Q painted one wall of her bedroom red the summer after I met her. It was a dark shade, almost crimson, although she probably would have preferred the word scarlet. She had just rented the house for $600 a month, which felt like an extravagance in Albuquerque in 2005 when you were young. It was enough of an extravagance that she couldn’t afford much furniture, but she had a bed, a chair, eventually two chairs. We sat in those chairs and talked about infatuation.
She didn’t wear makeup, never had, in part because no one had taught her, until that summer when the wall went red and her lips along with it, when she perfected the art of applying red lipstick. M.A.C. Lady Danger, I think it was. She rarely left home without it past sunset. She was 25.
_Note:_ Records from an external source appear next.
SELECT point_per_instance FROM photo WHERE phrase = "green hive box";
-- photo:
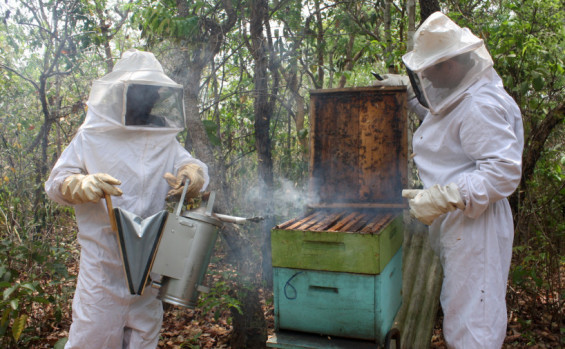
(338, 304)
(338, 251)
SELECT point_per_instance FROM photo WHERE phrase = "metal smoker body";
(184, 254)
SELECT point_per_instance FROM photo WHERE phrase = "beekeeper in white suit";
(468, 151)
(128, 139)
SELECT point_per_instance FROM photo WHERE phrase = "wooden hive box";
(338, 304)
(337, 268)
(358, 165)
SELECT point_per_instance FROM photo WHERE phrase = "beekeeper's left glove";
(428, 204)
(193, 173)
(79, 188)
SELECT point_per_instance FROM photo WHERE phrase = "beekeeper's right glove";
(193, 173)
(397, 80)
(428, 204)
(79, 188)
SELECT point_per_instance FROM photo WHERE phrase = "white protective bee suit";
(471, 138)
(105, 314)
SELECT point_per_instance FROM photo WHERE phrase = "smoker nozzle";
(236, 220)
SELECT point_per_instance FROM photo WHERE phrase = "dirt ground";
(529, 326)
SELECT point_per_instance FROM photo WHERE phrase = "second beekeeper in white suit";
(468, 151)
(124, 148)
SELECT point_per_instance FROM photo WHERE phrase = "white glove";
(397, 80)
(428, 204)
(193, 173)
(79, 189)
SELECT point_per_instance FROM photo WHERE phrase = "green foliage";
(24, 267)
(220, 298)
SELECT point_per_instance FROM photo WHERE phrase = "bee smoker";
(176, 246)
(184, 253)
(185, 249)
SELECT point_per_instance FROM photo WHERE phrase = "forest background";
(247, 67)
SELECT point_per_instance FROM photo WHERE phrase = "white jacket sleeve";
(70, 162)
(488, 137)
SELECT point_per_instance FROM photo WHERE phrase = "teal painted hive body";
(338, 304)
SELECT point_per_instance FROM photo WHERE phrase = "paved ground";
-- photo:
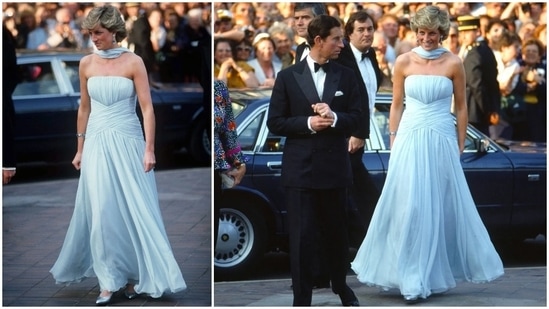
(519, 287)
(36, 217)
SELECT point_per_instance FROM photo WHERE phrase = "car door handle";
(275, 166)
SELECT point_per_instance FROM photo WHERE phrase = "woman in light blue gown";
(426, 233)
(116, 232)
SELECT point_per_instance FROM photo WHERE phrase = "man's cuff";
(309, 125)
(335, 119)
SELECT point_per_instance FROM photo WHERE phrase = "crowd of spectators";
(172, 37)
(260, 40)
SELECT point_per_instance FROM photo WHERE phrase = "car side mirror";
(482, 145)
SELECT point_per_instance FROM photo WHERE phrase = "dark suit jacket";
(299, 51)
(9, 82)
(482, 88)
(321, 160)
(140, 36)
(347, 58)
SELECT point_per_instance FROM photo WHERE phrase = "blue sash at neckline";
(429, 54)
(112, 53)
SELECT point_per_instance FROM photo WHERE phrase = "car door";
(45, 104)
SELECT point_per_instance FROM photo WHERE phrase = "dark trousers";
(310, 211)
(217, 204)
(363, 196)
(482, 127)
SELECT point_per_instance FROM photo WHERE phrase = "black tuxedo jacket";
(347, 58)
(299, 51)
(9, 82)
(319, 160)
(140, 36)
(482, 89)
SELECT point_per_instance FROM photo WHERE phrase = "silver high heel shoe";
(130, 295)
(103, 300)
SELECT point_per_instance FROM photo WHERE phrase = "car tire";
(200, 143)
(241, 242)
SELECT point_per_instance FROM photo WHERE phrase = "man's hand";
(355, 144)
(319, 123)
(323, 110)
(7, 176)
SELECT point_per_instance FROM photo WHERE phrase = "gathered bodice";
(113, 106)
(428, 103)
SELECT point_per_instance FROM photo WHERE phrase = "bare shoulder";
(404, 58)
(86, 61)
(133, 58)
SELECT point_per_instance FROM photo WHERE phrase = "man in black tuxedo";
(482, 88)
(9, 82)
(304, 12)
(316, 105)
(139, 35)
(359, 55)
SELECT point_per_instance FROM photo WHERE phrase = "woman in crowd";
(264, 65)
(235, 74)
(283, 37)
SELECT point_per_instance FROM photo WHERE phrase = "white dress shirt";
(319, 78)
(368, 75)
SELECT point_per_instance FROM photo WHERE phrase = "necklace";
(112, 53)
(430, 54)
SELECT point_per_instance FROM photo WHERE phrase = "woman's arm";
(397, 106)
(460, 106)
(84, 110)
(141, 82)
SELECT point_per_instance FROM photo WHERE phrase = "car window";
(36, 78)
(273, 143)
(381, 121)
(71, 68)
(250, 132)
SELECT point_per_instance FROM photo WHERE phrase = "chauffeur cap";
(468, 23)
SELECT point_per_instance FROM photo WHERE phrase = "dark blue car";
(508, 182)
(46, 104)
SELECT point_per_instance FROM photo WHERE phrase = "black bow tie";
(324, 66)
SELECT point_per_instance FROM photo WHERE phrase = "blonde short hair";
(431, 17)
(108, 17)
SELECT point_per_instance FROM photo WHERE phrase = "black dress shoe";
(348, 298)
(411, 299)
(321, 284)
(103, 300)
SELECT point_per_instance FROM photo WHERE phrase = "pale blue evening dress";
(426, 234)
(116, 232)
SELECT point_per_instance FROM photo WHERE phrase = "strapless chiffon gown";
(116, 232)
(426, 234)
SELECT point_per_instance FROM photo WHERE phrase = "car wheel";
(200, 145)
(240, 242)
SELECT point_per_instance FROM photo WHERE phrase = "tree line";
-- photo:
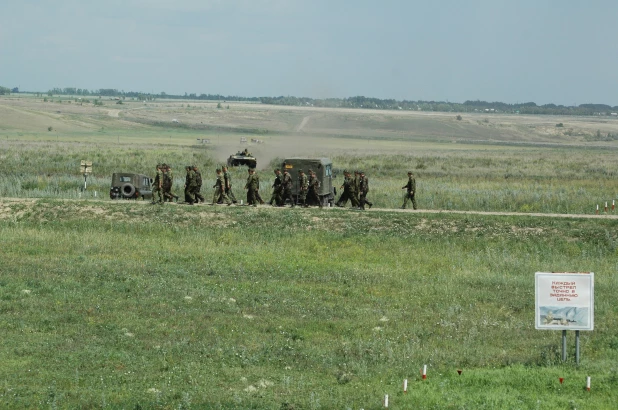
(354, 102)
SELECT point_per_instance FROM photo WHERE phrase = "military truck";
(323, 168)
(127, 185)
(242, 158)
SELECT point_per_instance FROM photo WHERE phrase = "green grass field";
(118, 304)
(125, 305)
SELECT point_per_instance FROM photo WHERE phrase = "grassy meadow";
(123, 305)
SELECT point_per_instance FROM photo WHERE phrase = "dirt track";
(5, 209)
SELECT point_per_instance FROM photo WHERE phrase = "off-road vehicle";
(242, 158)
(127, 185)
(323, 168)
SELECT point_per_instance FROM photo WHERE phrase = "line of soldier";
(355, 189)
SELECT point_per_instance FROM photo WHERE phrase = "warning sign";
(564, 301)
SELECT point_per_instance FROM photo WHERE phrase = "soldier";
(348, 191)
(314, 189)
(286, 184)
(220, 189)
(252, 187)
(356, 186)
(157, 185)
(168, 182)
(303, 188)
(275, 198)
(227, 179)
(411, 191)
(198, 185)
(363, 189)
(257, 191)
(190, 185)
She wore her hair cut close, a halo around a round, elfin face. The shortness of her hair lent drama to the fullness and brightness of her lips. She knew it, and it made her smile. She began waxing her eyebrows.
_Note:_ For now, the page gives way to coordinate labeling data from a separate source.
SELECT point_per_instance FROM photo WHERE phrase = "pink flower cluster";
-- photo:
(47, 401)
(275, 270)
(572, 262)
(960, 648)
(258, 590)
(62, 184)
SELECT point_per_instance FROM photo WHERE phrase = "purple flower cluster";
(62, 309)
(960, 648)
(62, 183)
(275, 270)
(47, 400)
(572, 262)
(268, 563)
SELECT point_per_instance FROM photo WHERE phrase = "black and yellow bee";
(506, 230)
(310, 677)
Q and I sat in her two chairs and talked of what we thought of love and lust and broke off small slabs of Gold & Black’s chocolate, 75% dark, letting them melt on our tongues. She would bring out red wine and sip. She wore red on her fingers and toes; ate strawberries, tomatoes, red grapes.
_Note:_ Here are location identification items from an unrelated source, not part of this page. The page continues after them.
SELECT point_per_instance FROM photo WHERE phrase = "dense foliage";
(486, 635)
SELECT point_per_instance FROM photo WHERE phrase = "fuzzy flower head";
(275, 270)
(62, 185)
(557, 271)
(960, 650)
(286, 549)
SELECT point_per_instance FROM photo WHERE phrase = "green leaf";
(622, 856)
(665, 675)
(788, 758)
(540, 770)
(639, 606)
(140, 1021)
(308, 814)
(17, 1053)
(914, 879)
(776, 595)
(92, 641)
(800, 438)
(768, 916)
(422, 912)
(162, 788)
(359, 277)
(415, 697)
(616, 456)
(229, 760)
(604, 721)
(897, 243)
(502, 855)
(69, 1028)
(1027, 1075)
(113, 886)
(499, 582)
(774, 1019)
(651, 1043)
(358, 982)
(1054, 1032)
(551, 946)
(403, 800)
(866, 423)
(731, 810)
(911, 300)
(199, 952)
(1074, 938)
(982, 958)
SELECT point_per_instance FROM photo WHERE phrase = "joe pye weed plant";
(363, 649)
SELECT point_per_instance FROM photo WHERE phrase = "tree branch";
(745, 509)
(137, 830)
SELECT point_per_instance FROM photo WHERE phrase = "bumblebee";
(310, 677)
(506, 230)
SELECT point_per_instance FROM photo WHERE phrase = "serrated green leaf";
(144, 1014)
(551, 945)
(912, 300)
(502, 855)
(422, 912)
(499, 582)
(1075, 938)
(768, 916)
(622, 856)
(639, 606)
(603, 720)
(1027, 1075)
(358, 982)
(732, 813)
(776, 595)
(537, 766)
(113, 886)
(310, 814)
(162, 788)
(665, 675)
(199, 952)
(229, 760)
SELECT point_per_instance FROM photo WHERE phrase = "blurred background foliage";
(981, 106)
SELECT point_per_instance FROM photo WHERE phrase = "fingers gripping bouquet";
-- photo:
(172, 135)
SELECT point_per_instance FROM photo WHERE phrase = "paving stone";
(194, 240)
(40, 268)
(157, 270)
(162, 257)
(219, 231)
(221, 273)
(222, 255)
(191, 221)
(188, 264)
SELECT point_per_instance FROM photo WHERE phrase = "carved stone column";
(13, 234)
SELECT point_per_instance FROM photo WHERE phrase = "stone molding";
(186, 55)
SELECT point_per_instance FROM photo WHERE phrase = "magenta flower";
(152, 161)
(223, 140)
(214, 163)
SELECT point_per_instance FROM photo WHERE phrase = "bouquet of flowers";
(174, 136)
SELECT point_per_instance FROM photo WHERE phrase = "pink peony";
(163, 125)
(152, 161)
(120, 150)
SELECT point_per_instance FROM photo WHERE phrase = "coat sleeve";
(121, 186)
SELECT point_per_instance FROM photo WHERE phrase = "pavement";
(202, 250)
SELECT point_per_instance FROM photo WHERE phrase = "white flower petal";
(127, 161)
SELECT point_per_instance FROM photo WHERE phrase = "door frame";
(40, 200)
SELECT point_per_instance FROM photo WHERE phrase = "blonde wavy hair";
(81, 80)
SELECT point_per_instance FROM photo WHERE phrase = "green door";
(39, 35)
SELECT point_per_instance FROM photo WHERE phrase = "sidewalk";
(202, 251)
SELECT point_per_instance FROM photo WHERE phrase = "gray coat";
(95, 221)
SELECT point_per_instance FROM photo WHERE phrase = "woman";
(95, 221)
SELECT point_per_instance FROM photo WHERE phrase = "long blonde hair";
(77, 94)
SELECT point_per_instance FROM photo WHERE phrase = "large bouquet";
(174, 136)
She didn’t wear makeup, never had, in part because no one had taught her, until that summer when the wall went red and her lips along with it.
Red had become a current in Q’s life; not an undercurrent but one that tussled right on the surface, one she fed with waves of her own making. She loved the color, because to her it meant freedom.
That is something that happens when you are 25 and going through a divorce. It can happen at any point in your life, really, when the world breaks open and you are left sifting through what’s inside. You might find nothing but stillness and smoke for a time. You might find an iron core. Maybe it’s red. It burns to the touch, but it leaves you with a feeling, and in that feeling is liberation, so you reach your hand.
There were mornings Q would wake up and not know how she was going to rise from her bed and dress herself and get out her door and to her day. She would lay in the pre-daybreak darkness, when all four walls of her bedroom still seemed the same color, when there was nothing within sight that could spark her, and she would contemplate her life and the broken halves she’d been sifting through. She would tell herself something in those moments that she would, in turn, tell me as we sat and ate chocolate and were young: Put your socks on. A simple, silly direction that tattooed itself on my psyche.
When the mornings are dark and you cannot see the day, you move slowly. You don’t look too far ahead. You don’t examine all the bits and pieces. You reach for a sock and put it on. Then you reach for another sock and put that one on, too. And then your socks are on, and it’s time for the next thing. Don’t worry about the day, don’t worry about the days that came before or may follow. Just put your socks on. The rest will come.